(Bloomberg) -- Hundreds of industrial fishing vessels originating from China have been detected in North Korean waters in recent years in one of the largest known cases of cross-national illegal fishing, new research by Global Fishing Watch shows.

Using a variety of ship detection methods, 700-900 vessels that set off from China annually from 2017 through 2019 were spotted fishing in North Korean waters, leading to an estimated $560 million catch likely to be in violation of United Nations sanctions since Sept. 2017, according to the global non-profit group, whose data has been used by the Food and Agriculture Organization.

The operations may provide hard currency for Kim Jong Un’s regime, which has been starved for cash due to the global economic punishments, it said. The sanctions have been imposed to punish North Korea for its tests of nuclear weapons and ballistic missiles.

The FAO has said that illegal, unreported and unregulated fishing has been depleting fish stocks worldwide. Global conservation groups suspect China of questionable activities in places from off the Horn of Africa to Arctic waters.

Naval resources have been stretched by disputes over illegal fishing by Chinese militia and government ships in the South China Sea, leading to a surge in piracy in places like the Strait of Malacca and waters off Singapore, according to data from ReCAAP ISC, a group formed by regional governments to combat piracy.

According to Global Fishing Watch, ships originating from China hauled in an estimated catch of more than 164,000 metric tons of squid in 2017 and 2018 worth $440 million. Last year, the estimated catch represented another $240 million, said the group, which was originally formed via a collaboration between Google and two environment organizations, Oceana and SkyTruth.

There are “substantial implications for fisheries governance and regional geopolitics,” according to the group’s analysis set to be published the journal Science Advances. “The vessels originate from China and, based on inspections by the South Korean authorities, are assumed to be owned and operated by Chinese interests.” Because the vessels often do not carry appropriate papers, they may plausibly also be operating outside of official Chinese authority, it adds.

Illicit Activities

This has also had an impact on domestic the fishing industry. According to Global Fishing Watch, more than 3,000 small-scale North Korean squid vessels were fishing, mostly unauthorized, in Russian waters in 2018. “These vessels were in Russian waters because they were likely displaced from their own domestic waters by the presence of the foreign industrial vessels,” the analysis of the findings states.

Seafood products were once a major source of cash for Pyongyang, which has been accused by the U.S. and others of using hard currency for illicit activities.
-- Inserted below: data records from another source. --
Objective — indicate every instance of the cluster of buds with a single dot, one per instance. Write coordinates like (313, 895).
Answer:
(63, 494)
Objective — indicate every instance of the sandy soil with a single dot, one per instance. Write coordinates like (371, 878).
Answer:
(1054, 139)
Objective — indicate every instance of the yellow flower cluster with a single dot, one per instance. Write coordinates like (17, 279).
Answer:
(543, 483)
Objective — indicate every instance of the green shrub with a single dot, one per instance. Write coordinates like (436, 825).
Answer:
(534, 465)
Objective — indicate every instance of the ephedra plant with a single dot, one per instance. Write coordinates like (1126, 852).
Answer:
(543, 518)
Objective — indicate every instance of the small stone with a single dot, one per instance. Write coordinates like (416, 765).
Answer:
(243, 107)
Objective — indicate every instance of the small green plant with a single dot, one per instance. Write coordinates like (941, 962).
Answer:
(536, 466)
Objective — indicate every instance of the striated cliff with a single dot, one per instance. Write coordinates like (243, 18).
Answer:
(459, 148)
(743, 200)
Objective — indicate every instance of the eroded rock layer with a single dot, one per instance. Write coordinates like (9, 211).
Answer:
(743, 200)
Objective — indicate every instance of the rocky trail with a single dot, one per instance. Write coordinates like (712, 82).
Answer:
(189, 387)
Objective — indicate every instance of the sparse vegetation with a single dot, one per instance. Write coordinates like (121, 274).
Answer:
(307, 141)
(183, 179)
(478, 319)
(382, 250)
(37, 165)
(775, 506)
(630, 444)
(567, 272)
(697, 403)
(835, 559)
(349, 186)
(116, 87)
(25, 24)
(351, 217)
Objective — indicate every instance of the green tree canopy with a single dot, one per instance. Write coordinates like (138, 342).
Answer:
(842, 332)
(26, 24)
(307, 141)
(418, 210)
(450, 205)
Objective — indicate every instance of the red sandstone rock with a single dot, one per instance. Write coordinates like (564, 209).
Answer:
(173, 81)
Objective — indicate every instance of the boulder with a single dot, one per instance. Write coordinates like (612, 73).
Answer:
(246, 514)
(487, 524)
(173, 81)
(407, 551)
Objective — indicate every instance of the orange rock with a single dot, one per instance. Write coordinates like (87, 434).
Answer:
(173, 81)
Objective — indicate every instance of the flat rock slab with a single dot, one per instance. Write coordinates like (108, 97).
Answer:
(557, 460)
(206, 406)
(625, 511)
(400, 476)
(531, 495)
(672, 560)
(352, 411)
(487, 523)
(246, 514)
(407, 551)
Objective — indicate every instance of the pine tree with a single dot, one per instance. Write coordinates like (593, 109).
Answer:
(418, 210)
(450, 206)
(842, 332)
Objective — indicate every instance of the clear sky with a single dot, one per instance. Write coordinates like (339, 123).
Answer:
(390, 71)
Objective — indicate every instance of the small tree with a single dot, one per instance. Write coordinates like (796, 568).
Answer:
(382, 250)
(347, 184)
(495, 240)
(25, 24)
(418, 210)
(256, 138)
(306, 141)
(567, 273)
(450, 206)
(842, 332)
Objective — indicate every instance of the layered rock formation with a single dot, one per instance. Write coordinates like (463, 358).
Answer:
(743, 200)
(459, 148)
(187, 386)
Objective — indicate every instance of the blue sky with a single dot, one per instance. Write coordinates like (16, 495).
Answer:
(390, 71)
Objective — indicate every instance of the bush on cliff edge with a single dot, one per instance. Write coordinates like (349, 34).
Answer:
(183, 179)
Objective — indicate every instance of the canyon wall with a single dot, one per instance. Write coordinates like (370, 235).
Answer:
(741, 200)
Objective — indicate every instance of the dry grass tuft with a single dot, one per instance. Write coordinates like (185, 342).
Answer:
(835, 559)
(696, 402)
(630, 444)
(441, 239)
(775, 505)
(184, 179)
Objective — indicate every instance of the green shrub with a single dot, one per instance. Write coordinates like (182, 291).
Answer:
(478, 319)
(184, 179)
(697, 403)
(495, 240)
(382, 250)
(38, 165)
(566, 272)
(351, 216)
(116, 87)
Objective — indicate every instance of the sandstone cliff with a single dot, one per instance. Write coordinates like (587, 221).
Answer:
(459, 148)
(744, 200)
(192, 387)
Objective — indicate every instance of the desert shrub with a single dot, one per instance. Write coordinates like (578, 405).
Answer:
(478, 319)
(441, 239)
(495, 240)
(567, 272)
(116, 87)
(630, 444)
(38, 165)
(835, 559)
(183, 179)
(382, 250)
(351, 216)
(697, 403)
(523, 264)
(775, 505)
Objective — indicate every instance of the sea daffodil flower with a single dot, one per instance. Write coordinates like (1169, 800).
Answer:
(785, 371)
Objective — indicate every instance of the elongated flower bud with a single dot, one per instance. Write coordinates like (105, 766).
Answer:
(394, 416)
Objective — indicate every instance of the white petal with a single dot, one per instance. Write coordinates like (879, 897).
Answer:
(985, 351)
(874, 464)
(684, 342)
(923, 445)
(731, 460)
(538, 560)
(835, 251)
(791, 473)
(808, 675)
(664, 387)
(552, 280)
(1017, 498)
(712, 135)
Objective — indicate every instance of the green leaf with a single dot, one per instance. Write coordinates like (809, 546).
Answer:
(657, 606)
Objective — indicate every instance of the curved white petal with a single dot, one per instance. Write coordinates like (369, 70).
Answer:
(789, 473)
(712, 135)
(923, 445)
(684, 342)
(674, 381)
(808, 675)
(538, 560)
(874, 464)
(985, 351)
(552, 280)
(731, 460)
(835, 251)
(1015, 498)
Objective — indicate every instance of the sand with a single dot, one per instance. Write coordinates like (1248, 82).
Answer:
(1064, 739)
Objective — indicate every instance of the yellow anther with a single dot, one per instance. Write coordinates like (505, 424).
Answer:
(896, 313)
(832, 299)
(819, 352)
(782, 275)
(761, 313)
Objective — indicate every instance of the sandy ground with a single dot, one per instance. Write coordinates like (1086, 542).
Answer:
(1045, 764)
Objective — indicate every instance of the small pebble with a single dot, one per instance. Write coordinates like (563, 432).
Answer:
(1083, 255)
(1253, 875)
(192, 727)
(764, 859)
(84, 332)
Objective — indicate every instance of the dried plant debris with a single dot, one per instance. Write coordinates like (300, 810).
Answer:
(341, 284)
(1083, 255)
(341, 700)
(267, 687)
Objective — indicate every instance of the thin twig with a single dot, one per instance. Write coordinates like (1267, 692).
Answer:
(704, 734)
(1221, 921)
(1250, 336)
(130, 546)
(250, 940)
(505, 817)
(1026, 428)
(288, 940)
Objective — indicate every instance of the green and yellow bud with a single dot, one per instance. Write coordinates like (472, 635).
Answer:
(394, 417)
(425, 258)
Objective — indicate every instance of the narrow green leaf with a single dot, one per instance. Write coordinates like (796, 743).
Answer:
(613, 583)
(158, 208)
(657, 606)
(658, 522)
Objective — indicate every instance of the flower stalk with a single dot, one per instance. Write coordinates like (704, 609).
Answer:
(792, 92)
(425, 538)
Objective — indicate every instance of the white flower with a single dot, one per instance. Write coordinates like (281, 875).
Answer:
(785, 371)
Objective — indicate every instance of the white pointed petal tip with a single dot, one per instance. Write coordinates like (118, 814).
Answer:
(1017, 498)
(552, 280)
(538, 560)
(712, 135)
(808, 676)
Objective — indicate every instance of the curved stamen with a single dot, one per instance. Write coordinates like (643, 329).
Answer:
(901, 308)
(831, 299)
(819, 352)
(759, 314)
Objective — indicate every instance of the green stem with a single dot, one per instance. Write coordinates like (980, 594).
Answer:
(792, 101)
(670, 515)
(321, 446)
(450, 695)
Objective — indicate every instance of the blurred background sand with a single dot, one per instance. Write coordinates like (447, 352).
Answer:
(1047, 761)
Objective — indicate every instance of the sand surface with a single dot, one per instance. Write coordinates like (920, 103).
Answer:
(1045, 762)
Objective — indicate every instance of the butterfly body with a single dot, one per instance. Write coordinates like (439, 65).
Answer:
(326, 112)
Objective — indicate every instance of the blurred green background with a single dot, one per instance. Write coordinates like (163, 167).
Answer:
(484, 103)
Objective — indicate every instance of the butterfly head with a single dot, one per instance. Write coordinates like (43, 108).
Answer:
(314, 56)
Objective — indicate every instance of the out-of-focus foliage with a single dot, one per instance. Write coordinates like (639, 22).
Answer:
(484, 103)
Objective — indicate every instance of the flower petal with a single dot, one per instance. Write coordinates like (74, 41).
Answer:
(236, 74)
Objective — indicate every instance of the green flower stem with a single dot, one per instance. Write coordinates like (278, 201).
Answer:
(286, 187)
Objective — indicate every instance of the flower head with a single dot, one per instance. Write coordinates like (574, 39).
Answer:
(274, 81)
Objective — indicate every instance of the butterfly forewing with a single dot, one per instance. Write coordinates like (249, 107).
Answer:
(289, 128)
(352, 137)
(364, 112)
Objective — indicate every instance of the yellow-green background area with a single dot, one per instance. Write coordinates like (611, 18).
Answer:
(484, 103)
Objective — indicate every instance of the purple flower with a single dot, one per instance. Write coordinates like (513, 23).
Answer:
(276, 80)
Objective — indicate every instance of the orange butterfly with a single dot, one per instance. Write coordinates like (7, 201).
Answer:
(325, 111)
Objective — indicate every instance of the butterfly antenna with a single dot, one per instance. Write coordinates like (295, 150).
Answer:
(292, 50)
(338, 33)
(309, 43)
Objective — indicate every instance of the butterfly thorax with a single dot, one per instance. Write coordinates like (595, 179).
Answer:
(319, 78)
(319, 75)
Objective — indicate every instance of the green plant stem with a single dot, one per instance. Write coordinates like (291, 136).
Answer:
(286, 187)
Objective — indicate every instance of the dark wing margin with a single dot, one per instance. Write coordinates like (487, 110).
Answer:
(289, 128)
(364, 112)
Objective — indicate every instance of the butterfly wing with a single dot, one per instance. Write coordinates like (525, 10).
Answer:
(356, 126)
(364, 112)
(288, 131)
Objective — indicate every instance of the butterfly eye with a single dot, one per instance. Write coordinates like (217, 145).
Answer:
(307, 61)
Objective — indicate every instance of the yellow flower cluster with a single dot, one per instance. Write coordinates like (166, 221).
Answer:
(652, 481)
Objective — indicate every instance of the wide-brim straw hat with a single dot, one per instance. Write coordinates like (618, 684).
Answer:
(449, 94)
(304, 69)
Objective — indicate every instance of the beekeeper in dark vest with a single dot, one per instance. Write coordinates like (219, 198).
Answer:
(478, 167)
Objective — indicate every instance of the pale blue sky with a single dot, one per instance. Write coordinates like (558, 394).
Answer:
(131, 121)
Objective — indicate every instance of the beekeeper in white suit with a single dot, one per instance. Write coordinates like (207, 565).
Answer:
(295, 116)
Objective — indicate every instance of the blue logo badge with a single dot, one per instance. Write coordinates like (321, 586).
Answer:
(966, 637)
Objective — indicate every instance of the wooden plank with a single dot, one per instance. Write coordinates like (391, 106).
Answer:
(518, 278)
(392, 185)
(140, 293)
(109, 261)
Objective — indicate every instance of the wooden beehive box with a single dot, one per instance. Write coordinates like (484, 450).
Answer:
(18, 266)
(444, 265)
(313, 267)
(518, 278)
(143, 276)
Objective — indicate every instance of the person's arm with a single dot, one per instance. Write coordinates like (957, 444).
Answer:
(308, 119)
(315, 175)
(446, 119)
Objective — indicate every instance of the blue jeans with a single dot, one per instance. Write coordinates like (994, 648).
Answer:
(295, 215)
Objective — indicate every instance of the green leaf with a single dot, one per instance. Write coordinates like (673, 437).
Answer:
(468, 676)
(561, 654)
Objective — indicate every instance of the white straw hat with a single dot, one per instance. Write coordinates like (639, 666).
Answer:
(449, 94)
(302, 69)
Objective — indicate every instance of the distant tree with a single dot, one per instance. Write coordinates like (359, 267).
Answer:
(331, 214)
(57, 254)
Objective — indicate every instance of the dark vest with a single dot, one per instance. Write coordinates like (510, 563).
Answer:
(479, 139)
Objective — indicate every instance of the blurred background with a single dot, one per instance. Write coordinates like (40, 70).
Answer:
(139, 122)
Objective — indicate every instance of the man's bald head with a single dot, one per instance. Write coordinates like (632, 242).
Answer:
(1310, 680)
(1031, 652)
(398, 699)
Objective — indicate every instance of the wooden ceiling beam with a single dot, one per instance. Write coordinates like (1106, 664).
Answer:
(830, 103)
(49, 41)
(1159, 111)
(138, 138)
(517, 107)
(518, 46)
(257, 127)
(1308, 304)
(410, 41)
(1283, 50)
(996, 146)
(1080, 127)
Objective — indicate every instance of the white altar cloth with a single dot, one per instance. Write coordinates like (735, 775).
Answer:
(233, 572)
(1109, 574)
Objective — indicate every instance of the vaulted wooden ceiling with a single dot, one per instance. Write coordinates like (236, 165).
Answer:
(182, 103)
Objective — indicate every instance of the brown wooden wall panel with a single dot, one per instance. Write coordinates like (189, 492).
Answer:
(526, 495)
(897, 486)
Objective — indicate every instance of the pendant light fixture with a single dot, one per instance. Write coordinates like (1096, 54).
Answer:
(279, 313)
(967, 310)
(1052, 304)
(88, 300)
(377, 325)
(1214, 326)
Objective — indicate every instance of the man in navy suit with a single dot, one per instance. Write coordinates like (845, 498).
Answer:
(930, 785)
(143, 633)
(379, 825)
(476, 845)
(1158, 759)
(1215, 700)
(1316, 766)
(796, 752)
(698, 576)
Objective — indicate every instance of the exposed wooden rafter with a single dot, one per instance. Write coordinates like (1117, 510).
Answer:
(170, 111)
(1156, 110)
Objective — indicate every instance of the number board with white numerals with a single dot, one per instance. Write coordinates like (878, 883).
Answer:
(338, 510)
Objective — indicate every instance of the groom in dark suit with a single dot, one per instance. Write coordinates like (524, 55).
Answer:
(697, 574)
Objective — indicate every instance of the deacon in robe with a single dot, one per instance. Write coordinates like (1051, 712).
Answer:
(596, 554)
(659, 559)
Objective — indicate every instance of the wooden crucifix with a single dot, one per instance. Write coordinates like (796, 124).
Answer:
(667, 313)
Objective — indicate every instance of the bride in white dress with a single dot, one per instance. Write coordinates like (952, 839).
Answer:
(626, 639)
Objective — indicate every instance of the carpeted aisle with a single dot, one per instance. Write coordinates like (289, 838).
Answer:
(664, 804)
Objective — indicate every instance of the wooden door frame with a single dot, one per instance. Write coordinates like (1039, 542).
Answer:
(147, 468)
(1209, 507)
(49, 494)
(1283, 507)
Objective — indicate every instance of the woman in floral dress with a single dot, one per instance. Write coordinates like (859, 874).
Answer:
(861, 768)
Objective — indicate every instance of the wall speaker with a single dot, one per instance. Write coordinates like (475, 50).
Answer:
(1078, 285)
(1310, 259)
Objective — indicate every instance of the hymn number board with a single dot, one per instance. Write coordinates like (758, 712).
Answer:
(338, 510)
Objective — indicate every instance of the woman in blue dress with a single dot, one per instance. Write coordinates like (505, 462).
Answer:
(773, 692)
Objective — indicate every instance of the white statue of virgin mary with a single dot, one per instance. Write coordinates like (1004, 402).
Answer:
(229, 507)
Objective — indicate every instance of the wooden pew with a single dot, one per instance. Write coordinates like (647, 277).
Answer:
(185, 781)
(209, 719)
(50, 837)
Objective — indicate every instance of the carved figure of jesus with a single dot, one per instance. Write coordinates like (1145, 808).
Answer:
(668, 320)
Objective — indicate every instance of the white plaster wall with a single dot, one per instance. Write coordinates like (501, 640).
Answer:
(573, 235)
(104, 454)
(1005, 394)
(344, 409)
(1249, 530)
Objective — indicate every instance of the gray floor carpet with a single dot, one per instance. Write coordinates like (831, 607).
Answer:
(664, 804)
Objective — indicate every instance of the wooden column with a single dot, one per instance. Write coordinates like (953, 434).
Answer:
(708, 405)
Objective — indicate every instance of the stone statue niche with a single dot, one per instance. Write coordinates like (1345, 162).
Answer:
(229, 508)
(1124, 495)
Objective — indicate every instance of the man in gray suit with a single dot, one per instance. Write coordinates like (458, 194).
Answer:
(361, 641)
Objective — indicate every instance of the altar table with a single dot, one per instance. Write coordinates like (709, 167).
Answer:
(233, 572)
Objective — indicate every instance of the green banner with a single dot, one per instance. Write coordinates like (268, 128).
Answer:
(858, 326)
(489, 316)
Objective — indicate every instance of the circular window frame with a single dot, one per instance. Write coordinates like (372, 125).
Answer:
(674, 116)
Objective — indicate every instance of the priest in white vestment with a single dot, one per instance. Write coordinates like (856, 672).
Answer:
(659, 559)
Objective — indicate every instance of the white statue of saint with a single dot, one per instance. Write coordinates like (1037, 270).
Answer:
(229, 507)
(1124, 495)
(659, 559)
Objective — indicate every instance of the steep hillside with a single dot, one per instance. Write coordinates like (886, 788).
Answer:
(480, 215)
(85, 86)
The UN Security Council in 2017 adopted resolutions to sanction North Korea’s fishing industry preventing it from selling its products abroad or trying to earn money by selling its fishing rights to others.

On paper, China abides by UN sanctions imposed on North Korea.

Still, a UN Security Council report in March found Pyongyang “continued to earn income from the illicit sale of fishing rights.” North Korea took in $180 million in 2018 through a transfer of its fishing rights, the report sites a member state as saying, adding the vessels were often Chinese in origin and displayed North Korea fishing permit plates.

The office of the spokesperson for China’s Foreign Ministry said it wasn’t aware of the claims made in the UN Security Council report. “On implementing Security Council resolutions related to North Korea, there is no doubt China has always earnestly fulfilled its international obligations,” it added.

Chinese trawlers have been seen for years in the Yellow Sea on the North Korean side of a maritime border with South Korea, fishermen on South Korea’s Yeonpyeong island have said. The island is just 11 kilometers from North Korea’s coast.